Thursday 4 July 2013

Is it time for a summer Christmas?

IN LIGHT OF the current Co-Op advertising campaign in which they play the Andy Williams Christmas song 'The Most Wonderful Time of the Year' to promote their summer products, I started thinking; wouldn't it b great if we moved Christmas to the summer.

Don't laugh. Think about it. I have never quite understood the sense of having it in the middle of winter. The weather is dreadful, it gets dark at half-past three in the afternoon and most people are suffering from one nasty bug or another.

On top of that, winter is a depressing time of the year for many people. Plus it is also the most expensive with extra gas and electricity bills. Add Christmas into the mix, and all the extra stress that brings with it, and it is a recipe for disaster. It is no wonder that the suicide rate goes through the roof at this time of the year.

No. Surely it would make much more sense to move Christmas to a time of the year when most people are feeling happier and more at peace. Like August for example.

Lets look at the pluses. Firstly it would help to break up the 6 weeks summer holiday. Secondly the weather is likely to be good which would make travel plans to visit relatives that much easier. No road chaos due to ice and snow, less train and flight delays or cancellations. It would also lead to a far more pleasant Christmas Day experience.

Presents could be opened on the patio and Christmas dinner could be a bar-be-cue. The kids would be able to play in the garden, maybe get the paddling pool out, while the parents could be sipping Pimms and relaxing in the sun. Sounds good eh?

The only arguments I have heard in favour of leaving things as they are is all the clap-trap about Jesus' birthday and it being the only thing that currently makes winter bearable. Well lets look at that shall we.

Jesus was actually born in September, the seventh month of the old Jewish calendar. The Christmas celebration we know today was originally a pagan winter festival introduced to give the peasants something to look forward to in the bleak mid-winter. Quite how it became linked in to Jesus is unclear, although I suspect the Christians simply hijacked it.
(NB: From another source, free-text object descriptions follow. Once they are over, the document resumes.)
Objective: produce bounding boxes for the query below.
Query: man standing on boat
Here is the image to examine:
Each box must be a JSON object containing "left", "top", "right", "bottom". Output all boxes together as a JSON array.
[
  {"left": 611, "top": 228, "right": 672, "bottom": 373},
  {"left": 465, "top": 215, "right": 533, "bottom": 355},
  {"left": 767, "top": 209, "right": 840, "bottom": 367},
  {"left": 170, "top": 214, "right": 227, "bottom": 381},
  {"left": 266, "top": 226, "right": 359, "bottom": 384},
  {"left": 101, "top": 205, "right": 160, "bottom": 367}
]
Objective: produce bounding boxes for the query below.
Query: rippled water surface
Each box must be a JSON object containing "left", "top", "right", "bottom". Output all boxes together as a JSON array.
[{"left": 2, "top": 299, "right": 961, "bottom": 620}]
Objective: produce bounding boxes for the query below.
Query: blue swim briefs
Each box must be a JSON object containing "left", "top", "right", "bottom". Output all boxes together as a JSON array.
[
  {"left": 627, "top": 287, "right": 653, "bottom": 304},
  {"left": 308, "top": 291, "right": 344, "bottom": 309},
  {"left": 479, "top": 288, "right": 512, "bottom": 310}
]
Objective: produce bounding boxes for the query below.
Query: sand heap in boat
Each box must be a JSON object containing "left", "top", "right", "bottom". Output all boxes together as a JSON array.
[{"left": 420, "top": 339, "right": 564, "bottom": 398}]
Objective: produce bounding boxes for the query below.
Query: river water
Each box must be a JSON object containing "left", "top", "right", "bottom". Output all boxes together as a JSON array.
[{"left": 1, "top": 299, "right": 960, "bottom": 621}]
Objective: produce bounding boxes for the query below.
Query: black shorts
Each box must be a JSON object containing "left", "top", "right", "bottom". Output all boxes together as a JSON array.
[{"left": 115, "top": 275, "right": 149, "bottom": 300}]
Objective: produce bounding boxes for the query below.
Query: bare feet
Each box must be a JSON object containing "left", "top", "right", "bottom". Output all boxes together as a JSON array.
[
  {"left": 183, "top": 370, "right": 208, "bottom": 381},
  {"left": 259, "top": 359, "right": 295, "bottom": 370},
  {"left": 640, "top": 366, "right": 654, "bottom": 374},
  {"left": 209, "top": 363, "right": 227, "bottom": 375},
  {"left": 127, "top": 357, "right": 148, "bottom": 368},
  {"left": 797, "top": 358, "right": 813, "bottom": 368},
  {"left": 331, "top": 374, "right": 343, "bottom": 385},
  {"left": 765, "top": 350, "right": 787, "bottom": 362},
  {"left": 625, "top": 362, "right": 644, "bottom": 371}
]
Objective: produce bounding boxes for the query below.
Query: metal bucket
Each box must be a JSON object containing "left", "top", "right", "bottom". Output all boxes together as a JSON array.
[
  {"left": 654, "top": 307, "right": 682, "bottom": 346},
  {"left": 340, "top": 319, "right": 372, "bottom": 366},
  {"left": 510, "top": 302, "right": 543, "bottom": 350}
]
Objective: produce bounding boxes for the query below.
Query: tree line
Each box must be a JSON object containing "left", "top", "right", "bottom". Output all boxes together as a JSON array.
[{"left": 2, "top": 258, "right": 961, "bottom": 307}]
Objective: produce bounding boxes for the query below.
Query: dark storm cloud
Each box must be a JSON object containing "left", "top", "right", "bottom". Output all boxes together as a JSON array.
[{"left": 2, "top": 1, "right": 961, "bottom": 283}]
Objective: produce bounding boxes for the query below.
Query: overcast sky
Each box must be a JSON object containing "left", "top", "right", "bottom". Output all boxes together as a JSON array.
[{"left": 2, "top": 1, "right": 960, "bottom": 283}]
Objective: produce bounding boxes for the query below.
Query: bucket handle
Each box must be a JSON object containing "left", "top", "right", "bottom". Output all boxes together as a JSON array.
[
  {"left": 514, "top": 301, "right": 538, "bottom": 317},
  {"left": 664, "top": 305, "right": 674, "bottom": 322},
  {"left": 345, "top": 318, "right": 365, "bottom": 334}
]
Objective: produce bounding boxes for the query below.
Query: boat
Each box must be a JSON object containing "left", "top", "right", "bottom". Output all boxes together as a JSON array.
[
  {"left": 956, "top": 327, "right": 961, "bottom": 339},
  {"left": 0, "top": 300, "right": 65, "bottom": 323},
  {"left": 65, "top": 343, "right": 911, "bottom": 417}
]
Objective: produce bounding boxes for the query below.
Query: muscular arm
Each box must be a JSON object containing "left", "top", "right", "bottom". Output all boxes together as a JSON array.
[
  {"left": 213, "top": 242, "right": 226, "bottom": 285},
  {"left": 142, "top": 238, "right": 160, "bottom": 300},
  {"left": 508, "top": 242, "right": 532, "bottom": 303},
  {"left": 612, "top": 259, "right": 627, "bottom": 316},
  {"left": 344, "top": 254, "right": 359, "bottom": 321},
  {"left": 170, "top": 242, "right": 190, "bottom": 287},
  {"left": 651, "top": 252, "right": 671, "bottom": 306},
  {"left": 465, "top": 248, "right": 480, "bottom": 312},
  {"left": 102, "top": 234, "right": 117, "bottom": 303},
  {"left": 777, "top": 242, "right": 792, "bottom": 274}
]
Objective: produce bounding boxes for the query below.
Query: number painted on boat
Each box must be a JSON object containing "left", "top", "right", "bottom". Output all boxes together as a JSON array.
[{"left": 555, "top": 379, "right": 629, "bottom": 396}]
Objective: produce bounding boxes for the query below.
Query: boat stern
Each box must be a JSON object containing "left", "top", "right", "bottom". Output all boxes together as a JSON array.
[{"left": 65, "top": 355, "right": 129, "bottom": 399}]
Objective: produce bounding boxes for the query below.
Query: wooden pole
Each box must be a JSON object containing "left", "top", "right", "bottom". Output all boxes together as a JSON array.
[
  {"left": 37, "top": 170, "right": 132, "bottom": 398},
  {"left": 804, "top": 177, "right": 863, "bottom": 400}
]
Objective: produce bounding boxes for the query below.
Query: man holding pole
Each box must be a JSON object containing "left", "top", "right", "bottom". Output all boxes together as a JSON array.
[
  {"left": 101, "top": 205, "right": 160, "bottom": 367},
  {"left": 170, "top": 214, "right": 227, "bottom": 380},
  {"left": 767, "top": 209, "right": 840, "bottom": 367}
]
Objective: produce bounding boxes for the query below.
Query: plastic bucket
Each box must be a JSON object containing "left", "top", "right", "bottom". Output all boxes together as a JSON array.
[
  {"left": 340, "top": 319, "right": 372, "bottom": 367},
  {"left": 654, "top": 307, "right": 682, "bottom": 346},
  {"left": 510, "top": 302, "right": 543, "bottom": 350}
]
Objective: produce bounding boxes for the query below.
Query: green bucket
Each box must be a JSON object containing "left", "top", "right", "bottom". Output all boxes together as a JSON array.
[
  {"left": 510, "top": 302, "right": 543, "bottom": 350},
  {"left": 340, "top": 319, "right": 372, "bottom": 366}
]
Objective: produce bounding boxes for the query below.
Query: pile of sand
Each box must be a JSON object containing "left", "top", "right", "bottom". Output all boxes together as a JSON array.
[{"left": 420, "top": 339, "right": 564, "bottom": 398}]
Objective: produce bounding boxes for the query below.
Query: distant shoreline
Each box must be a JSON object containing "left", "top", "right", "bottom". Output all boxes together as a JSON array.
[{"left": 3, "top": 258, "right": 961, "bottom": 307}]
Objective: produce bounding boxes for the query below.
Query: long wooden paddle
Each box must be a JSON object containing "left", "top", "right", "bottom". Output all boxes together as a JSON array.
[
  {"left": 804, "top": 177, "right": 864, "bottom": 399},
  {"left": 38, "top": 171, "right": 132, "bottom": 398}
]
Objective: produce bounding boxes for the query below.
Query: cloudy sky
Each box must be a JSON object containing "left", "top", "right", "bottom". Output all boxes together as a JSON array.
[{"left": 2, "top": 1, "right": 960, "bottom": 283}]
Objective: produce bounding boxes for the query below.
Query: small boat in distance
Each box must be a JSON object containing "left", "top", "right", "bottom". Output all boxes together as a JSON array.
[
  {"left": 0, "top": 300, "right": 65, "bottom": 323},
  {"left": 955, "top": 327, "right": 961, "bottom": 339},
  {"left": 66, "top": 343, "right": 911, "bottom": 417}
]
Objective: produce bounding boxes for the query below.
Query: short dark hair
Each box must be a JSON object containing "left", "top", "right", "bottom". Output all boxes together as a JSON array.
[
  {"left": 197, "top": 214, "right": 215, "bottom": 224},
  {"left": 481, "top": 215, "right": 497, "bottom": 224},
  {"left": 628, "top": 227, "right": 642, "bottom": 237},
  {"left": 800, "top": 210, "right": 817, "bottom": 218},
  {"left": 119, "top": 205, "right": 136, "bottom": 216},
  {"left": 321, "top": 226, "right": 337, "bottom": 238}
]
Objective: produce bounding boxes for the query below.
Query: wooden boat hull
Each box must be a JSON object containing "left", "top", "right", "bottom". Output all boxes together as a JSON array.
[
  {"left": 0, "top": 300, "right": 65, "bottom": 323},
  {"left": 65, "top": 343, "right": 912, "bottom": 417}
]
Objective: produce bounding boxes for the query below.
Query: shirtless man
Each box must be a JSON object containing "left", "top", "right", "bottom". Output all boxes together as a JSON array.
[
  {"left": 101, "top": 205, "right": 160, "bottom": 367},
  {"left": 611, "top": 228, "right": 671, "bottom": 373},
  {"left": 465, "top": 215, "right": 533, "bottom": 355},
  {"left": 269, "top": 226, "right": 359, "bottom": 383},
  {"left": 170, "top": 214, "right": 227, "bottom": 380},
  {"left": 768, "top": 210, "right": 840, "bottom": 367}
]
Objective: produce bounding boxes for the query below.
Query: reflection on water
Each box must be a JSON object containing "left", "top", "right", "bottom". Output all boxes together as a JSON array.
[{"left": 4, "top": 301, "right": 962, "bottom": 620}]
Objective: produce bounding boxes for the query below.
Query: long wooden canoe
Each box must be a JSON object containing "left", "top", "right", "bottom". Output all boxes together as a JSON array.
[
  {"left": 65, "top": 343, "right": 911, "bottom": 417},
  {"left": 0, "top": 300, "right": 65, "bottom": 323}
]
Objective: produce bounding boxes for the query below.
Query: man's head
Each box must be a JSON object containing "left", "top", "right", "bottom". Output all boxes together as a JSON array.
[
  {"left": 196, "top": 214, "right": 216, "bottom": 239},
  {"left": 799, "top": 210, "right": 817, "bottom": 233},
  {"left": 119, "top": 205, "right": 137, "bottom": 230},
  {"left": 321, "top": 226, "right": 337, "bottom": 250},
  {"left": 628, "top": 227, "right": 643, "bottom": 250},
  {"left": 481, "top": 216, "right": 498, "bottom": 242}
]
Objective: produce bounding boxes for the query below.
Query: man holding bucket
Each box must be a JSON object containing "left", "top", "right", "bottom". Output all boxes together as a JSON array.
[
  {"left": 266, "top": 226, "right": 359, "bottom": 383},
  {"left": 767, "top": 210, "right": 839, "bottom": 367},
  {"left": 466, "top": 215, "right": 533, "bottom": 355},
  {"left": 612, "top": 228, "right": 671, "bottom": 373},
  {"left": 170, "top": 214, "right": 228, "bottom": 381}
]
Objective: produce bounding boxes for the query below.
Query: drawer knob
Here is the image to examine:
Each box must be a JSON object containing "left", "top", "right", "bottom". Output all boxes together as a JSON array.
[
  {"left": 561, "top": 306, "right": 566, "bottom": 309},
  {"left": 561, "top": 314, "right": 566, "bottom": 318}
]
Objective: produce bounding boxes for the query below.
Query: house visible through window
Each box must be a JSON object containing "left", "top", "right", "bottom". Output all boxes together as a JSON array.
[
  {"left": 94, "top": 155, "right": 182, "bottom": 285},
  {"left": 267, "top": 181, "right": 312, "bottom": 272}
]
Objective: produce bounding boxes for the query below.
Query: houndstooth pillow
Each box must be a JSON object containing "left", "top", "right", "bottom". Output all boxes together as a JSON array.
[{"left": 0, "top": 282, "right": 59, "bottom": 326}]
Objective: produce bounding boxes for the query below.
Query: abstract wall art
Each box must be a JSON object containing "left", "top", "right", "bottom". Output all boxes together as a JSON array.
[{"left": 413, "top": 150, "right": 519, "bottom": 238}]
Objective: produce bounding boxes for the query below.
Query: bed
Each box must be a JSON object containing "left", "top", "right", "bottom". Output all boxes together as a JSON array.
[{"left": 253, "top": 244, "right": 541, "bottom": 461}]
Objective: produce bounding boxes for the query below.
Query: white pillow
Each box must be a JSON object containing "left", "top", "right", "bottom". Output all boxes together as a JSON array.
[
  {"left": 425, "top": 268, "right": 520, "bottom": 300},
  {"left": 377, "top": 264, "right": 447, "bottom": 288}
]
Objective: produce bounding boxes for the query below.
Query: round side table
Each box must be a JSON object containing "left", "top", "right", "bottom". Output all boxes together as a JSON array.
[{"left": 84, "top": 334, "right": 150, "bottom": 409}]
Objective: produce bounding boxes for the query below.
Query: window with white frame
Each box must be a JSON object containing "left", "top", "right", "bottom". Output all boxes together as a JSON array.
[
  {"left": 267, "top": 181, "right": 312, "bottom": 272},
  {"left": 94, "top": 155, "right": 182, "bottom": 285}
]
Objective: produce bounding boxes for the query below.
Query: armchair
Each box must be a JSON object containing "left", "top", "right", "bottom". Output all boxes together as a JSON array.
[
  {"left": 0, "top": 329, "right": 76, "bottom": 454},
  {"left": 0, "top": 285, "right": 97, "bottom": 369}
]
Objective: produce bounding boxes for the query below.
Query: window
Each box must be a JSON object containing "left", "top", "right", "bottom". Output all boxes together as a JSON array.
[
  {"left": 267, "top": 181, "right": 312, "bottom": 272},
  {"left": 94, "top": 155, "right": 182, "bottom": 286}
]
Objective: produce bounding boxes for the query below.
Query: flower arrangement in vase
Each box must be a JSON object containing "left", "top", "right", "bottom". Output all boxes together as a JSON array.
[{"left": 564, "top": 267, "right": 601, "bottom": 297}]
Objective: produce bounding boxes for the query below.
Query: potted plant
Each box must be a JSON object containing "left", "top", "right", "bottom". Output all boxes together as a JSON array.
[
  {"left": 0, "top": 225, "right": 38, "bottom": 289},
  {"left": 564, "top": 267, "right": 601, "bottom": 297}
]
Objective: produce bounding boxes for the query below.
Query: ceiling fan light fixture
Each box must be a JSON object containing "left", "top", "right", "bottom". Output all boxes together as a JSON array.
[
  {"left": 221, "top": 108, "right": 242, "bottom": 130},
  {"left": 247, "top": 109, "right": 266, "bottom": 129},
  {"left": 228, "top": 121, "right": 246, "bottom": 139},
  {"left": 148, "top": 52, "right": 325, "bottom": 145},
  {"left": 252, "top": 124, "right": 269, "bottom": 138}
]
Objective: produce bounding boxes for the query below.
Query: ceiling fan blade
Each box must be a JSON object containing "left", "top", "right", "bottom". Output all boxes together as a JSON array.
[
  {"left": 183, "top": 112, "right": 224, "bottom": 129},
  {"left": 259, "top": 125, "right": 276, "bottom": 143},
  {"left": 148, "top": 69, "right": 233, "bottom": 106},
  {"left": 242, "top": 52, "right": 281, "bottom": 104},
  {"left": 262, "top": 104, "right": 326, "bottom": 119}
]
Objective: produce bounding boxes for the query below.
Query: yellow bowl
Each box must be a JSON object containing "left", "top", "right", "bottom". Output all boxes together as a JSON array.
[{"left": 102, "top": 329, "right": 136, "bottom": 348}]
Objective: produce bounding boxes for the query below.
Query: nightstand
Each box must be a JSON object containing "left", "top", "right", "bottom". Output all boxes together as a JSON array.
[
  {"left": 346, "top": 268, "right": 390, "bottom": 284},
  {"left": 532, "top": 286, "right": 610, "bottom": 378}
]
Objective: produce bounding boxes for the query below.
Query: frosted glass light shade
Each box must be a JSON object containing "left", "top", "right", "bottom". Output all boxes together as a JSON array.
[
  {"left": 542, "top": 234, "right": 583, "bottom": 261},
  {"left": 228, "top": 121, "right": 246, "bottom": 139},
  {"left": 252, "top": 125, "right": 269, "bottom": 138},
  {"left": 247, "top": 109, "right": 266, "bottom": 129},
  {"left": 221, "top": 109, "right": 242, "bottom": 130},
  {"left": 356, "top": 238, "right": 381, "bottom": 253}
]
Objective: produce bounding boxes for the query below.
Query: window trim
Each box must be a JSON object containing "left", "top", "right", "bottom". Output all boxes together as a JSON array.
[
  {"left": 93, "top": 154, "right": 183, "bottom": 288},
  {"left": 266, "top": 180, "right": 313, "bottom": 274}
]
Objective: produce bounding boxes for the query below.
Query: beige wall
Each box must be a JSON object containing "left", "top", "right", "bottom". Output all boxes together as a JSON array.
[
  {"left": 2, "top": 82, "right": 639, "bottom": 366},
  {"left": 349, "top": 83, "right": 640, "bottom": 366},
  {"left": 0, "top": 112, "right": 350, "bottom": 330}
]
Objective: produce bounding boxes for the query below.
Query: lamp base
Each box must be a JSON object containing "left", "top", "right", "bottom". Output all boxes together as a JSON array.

I can certainly see the sense in having some sort of winter celebration. But with more and more people working right up until Christmas now, it's not like most of us get much of a break anyway. So leave the two Bank Holidays as they are and we could even have turkey for dinner if we felt so inclined. Plus of course, we would still have New Year's Day. That would break up winter nicely.

On the plus side it may even make January more bearable. There is always a post-Christmas hangover and that month seems to drag on forever. And to make matters worse you never have any money due to over-spending at Christmas. So the more you think about it, the more appealing it sounds to move Christmas to August, right.

I would actually move it to the time we currently have the late-summer Bank Holiday. The kids are off school, the weather is usually nice and it is closer to the actual birth of Jesus, if he did indeed really exist.

So there you have it. My case for having a summer Christmas. So are you with me?